Greg Brown’s Student Pilot Pep Talk Group on Facebook stands out above many, and it can be taken as an example of the right kind of forum in which to participate. With roughly 2,400 members, the group sticks closely to the goal of mentoring and providing mutual support for students, both from fellow students and flight instructors. Moderator (and founder) Greg Brown, a longtime CFI, keeps close tabs on the group to maintain an air of camaraderie—and weeds out those who don’t contribute positivity, in the spirit of the group. Because it’s a private group, you’ll need to answer questions to join—but that helps to keep the conversations on track.
Other associations that specifically offer instructional tips and expert advice include SAFE (Society of Aviation and Flight Educators) and NAFI (National Association of Flight Instructors), which has just launched a mentorship program on its Facebook page. Both deliver information and contacts that may be useful to you as you seek an instructor, or communicate with the one you’ve got. AOPA (the Aircraft Owners and Pilots Association), EAA (the Experimental Aircraft Association), Women in Aviation, and The Ninety-Nines also offer support and mentorship through their various channels.
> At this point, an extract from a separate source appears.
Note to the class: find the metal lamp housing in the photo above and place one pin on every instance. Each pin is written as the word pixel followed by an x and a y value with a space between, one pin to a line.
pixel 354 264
If you’re training in a particular state, search on that state to find groups focused on aviation at the state of regional level, such as the public group, Iowa Aviation Promotion Group. Students learning to fly outside the United States can often locate a national group via Facebook that offers a country-specific aviation community and contacts that are useful for flight training in that country. Case in point: Aviação Portugal on Facebook, based in (you guessed it) Portugal.
Airport user groups also form a category to check out on social media—and get even more specific to where you are flying, and the challenges you might face at that airport or in that region. Various companies in the business of flight training can have groups as well, such as alumni or current student groups within an aviation training organization—or groups like Russell Still’s Gold Seal Ground School group, which stays very active on training topics. It’s definitely worth looking up the flight school or company from which you’ve purchased training materials to see if they have a worthwhile forum to join. You may get marketed to, but you may also get some sound advice from people who really care about your success.
Flying Magazine also hosts its own Facebook page, and on it you’ll find the latest news and aviation developments that might affect your training. Through Flying’s social media channels, also on Twitter and Instagram, you can contact the editorial staff to ask questions—and we’ll work to steer you in the right direction. Many of us are instructors as well as journalists, and we love to find answers for you.
Broader general aviation groups on social media tend to be more of a free-for-all, and unless you have a thick skin—or can sort through the useless or bad info from the good stuff—you may want to steer clear. It’s a great way to kill time, watching someone’s latest stunt posted on YouTube, but that may be time better spent in focused study.